Our Application Programming Interfaces (APIs) are the gateways to this new world. They are the tools we provide to our chartered partners and institutional stewards, enabling them to build the foundational industries of this global economy. We operate on a clear "protocol vs. application" model: the GX Protocol Foundation maintains the core public utility, and our partners use our APIs to build the innovative, competitive services that define the future of commerce and finance.

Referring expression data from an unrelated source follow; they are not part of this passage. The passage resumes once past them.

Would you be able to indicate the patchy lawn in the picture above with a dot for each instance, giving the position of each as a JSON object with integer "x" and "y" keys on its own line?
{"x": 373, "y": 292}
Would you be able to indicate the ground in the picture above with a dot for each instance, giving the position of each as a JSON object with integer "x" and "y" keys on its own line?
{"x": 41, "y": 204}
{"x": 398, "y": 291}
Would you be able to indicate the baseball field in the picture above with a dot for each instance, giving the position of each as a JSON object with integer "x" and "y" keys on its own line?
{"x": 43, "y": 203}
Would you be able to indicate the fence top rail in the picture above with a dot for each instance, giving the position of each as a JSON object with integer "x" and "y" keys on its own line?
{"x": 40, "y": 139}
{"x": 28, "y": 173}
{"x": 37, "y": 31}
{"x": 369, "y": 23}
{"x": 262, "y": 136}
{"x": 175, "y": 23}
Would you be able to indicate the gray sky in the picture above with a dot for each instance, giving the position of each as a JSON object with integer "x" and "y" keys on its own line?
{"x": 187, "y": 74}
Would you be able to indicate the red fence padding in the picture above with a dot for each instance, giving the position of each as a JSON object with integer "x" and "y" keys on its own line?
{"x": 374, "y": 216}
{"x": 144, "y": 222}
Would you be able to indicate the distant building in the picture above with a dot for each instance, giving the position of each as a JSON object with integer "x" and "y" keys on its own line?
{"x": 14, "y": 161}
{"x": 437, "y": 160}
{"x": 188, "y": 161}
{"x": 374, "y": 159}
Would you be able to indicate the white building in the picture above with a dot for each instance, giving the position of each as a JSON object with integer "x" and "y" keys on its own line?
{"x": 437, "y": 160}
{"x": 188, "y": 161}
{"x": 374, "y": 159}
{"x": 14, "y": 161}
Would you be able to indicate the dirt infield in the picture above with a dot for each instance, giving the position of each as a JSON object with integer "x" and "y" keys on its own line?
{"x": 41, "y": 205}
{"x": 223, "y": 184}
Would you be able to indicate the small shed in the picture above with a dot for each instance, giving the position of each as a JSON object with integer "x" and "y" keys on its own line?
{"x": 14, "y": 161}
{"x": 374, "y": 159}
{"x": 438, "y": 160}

The GX Protocol API ecosystem consists of 8 specialised microservices, each owning a bounded domain and exposing a focused set of REST endpoints. All services share common authentication, error handling, and pagination patterns, documented in OpenAPI 3.0 specifications.

• svc-auth (port 3041) — Authentication, sessions, OAuth2 SSO
• svc-kyc (port 3042) — Identity verification, document management
• svc-tokenomics (port 3044) — Transfers, balances, transactions, genesis
• svc-government (port 3045) — Government treasury management, public transparency
• svc-governance — Proposals, voting, execution
• svc-loanpool — Interest-free lending, credit-scored eligibility
• svc-organization (port 3046) — Multi-signature institutional accounts
• svc-trust (port 3047) — Credit scoring, consent management, disputes

Access to our APIs is structured in tiers, reflecting the role and commitment of each participant in the ecosystem.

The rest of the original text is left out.